With longer days and milder weather here, spring is the ideal time to freshen things up at home. Painting your interiors is the most dramatic yet least expensive way to update your house.
In 2008, the discovery of the Blombos Cave in South Africa showed that homo sapiens were mixing paint 100,000 years ago. Described by archaeologists as a “paint factory”, our ancestors had simple choices: red, yellow or black.
With paint manufacturers adding new colours to their collections annually, paint shops now offer about 10,000 colour choices. This overwhelming array often leads many to surrender to a colour out of frustration and confusion. Just because the human eye can distinguish 10 million colours, do we really need 400 options to find the perfect shade of white?
To confuse buyers even further, the eccentric names given to some paints give no indication of their colour. Elephant’s Breath, the very popular colour now sold by Farrow & Ball, has actually been around in various shades for over a century and was “all the rage in 1874”, according to historian Deb Salisbury.
“The biggest mistake most people make when choosing a paint is not understanding how light works, so understanding the light in your space is the key to realising the perfect colour scheme,” says Colortrend colour psychologist Adele Roche.
Head of creative at Farrow & Ball Charlotte Cosby says: “You also have to look at the undertones and artificial light when choosing a colour. Halogen and incandescent light make rooms warmer, whereas LED emits a cooler light and is more suitable for contemporary interiors. If a room is often lit with candles, it is better to choose a velvety colour.”
Kevin Coghlan of MRCB, a Dublin-based specialist in paints and wallpapers, says: “You need to test colours in situ and remember that colour takes on the tones of light sources, with north and easterly rooms giving off cool hues, and warmer tones from the south and west.” Within these tonal differences, greys and any colour with blue as a base are particularly susceptible.
These days, all good paint shops have colour consultants to work you through the myriad of options and help define the mood required. The colour consultants at Pat McDonnell Paints have extra training in colour for children with cognitive learning challenges such as autism.
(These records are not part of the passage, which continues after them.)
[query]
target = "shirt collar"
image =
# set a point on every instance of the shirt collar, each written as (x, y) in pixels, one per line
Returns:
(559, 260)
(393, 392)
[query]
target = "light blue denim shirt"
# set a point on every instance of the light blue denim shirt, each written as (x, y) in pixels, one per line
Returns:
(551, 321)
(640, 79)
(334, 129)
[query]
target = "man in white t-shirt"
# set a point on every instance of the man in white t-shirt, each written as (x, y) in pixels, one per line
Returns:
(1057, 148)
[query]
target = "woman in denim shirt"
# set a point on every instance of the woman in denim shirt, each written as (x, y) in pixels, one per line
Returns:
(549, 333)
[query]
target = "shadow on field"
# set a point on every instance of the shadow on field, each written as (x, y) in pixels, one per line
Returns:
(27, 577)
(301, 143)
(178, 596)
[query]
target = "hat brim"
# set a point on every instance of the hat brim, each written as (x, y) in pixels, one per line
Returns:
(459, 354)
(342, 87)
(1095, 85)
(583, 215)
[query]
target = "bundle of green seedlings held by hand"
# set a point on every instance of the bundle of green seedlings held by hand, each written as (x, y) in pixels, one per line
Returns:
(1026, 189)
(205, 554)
There are also various trends in play. For 2015, Paris is embracing moody indigos and marine blues, while in the US plums and greens are popular.
In Ireland and the UK, upmarket furnishing showrooms have displays in varying tones of grey. This versatile new neutral, having replaced creams, has degrees of “temperature” and can emit warm or cool tones. A common mistake is to use too “cold” a grey, which can suck the life out of a space.
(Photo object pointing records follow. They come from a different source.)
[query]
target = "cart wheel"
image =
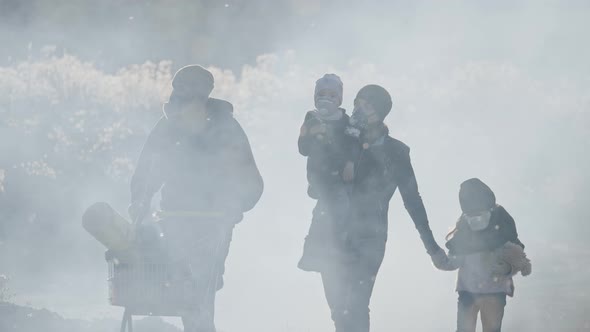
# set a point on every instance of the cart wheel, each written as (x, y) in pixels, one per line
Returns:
(127, 322)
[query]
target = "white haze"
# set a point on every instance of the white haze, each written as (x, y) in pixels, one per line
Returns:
(498, 91)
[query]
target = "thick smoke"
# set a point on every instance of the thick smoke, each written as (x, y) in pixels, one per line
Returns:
(497, 91)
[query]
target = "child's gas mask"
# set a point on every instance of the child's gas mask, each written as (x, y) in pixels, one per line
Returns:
(359, 119)
(479, 221)
(327, 103)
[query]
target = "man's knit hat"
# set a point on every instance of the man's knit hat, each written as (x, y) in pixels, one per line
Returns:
(192, 81)
(377, 96)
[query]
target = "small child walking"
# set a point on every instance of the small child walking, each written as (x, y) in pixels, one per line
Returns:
(484, 246)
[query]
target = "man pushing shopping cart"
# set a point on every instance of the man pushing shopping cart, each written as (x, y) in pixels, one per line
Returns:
(199, 159)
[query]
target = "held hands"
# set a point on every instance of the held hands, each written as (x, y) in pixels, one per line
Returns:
(440, 259)
(317, 129)
(501, 269)
(348, 172)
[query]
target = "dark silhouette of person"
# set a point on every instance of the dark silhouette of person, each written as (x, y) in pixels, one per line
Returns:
(200, 159)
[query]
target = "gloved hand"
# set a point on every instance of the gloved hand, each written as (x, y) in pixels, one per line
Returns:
(501, 268)
(137, 211)
(526, 269)
(439, 259)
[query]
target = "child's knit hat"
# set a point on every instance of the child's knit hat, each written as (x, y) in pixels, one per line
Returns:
(475, 196)
(331, 82)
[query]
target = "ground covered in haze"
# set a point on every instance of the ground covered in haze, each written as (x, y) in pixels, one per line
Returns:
(26, 319)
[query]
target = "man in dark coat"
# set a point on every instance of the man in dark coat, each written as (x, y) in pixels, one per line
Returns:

Suppliers MRCB and Pat McDonnell Paints say greys are still in big demand, but there is also new interest in subtle pastels.
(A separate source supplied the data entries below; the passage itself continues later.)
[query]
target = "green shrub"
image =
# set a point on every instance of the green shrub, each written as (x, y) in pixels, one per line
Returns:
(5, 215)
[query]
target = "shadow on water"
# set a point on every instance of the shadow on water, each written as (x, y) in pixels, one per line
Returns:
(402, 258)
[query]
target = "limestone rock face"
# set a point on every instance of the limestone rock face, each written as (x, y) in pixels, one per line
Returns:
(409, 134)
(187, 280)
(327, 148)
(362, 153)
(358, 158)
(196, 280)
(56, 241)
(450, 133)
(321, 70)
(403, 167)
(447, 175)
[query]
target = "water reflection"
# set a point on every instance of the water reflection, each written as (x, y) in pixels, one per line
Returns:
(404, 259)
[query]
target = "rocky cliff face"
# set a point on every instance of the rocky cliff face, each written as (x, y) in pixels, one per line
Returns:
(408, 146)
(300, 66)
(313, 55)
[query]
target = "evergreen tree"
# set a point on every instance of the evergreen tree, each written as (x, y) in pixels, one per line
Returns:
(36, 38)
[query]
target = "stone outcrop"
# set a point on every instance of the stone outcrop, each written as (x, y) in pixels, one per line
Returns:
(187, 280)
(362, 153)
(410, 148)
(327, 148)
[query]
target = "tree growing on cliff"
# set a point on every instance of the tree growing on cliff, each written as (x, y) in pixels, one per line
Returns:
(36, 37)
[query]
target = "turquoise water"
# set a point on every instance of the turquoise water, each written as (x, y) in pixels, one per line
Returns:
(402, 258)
For manufacturers such as Colortrend, Farrow & Ball and Crown, new ethereal pastels feature strongly for 2015, while Dulux is all about copper oranges and earthy palettes.
Accent walls, whether wallpaper or colour, are now passé and are being replaced with zonal schemes, where block colours are used to distinguish entire segments. Textured wallpaper in neutral colours has replaced loud patterns. Farrow & Ball also suggests decorating floor by floor, using colours of the same tonal weight and switching wall and woodwork colours in adjacent rooms for dramatic effect.
Until the 1990s one of the most hazardous toxins used in household paint was lead, which due to its sweet taste often ended up in the mouths of children, causing damage to the central nervous system.
It is also suggested that Napoleon Bonaparte died of arsenic poisoning (and stomach cancer) from the green paint on the wallpaper of his house on the island of Saint Helena. Scheele’s Green, a deep emerald paint, was popular for almost a century but was linked to “children wasting away in green rooms” from arsenic poisoning.
There has been a recent seismic shift away from high volatile organic compounds (VOCs) to water-based and organic paints due to toxicity.
If procrastinating on colour, hues and tones all becomes too much, it’s fine to stick with white until you have found your perfect shade.
Also remember that trends become obsolete, so choosing a simple, yet timeless colour can be more durable in the long run.
- Choose colours that complement your furniture and fittings – it’s the cheapest element of design.
- Consult the colour wheel. Developed by mathematician and physicist Isaac Newton, it shows what hues complement each other. MRCB.ie has a great section on choosing the right paint and how to estimate the volume required.
- Chalk paint such as Annie Sloan can give old furniture a new life. As palettes are quite limited, you can make your own by mixing three parts paint to one part plaster of Paris, adding water for the correct consistency.
- When you have narrowed your choice, buy tester pots (colour cards are too small). Paint at least two walls with 2ft x 2ft squares and live with them for a week, looking at the various hues they throw off at different times of day and night.
- Don’t panic: if you don’t like the results, it is very easy to change.